Before the firefighter can say anything, two others bring Harrison out of the club. He’s stumbling between them, breathing through a mask, his arms clutched against his chest.
I’m over there in a heartbeat, and Harrison’s pushing something into my hands before they usher him into an ambulance.
* * *
“You were with him.”
I look up to see an officer blocking the hallway I’ve been pacing for the last two hours. It’s been a long night at the hospital while Harrison has been put through a barrage of tests. I’ve heard almost nothing about his condition except that he’s stable. The doctor told me that as if I should have been relieved—like the fact that the man I love running into his burning building had a happy ending after all.
“Who are you?” I demand.
The officer gives me his name. “I need to ask you a few questions. Let’s find chairs and talk.”
“I’m not going anywhere.”
He sizes me up, his gaze landing on my bracelet. He nods toward the side of the hallway, and I grudgingly step out of the way of traffic.
“You were the first person on the scene.”
“Second,” I correct. “Harrison got there first.”
The last time a police officer surveyed me so intently, I was a teenager at the front desk of the local branch, deciding whether to report what had happened to me. I was nervous, sweating.

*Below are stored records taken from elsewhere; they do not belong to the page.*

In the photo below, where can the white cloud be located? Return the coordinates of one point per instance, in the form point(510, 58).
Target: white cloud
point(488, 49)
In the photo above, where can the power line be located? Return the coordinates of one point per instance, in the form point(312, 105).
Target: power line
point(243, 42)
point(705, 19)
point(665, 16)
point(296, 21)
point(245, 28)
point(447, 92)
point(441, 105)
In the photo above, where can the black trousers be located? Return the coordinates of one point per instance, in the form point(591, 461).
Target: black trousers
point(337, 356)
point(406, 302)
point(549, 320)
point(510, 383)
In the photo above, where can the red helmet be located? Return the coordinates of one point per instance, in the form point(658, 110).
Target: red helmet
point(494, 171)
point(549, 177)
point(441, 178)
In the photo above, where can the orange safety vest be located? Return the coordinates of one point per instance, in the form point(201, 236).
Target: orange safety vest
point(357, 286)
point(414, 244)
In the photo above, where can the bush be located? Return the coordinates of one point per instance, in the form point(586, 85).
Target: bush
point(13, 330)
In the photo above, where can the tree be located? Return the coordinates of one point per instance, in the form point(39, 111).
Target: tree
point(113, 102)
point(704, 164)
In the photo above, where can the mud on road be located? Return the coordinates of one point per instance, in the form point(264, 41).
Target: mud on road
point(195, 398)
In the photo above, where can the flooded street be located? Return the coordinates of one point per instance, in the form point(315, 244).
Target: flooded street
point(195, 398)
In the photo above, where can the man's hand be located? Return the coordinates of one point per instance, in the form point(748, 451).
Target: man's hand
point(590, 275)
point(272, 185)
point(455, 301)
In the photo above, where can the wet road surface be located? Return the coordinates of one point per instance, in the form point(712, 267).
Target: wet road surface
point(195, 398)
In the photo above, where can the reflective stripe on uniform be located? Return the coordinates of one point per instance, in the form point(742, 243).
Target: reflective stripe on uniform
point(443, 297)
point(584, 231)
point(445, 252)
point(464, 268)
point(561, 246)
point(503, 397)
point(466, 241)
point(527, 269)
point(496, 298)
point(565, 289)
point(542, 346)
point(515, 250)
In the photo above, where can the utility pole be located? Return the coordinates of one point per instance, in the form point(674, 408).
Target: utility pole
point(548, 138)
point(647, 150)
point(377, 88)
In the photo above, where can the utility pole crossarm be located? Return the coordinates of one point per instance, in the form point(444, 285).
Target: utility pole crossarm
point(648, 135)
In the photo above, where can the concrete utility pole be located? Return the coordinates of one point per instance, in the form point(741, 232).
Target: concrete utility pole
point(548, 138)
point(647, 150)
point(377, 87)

In the end, fear overtook me, and I turned around and never went back.
Not only fear of the police, but fear of being found out, exposed, judged, ridiculed, hated.
“How did it start?” I demand.
“It’s too soon to say.”
“Was it…? Tell me it wasn’t the marquee.” My voice fades to a whisper.
He relents. “I heard the firefighters say there was some kind of accelerant inside. Now, Mr. King was found in the building. Theonlyperson found in the building.”
Hostility slices through the fear in my gut. “You don’t think he did this? Kings is set to open in less than three months.”
“Why would he be inside?”
“To try and save his damned club!”
He sighs, and I play with the strap on my purse.
“We’ll be reviewing security footage. If anyone was staking out the building after dark this week, or arrived tonight, maybe we’ll be able to see who.”
No, you won’t.
Thanks to me, the exterior security cameras have been out for the past two days.
26
Harrison
“You need to lie down.”
I look up from where I’m seated on the side of the hospital bed at the nurse’s voice.
“I’m fine,” I rasp, spreading my hands carefully to avoid jarring the IV in the back of one.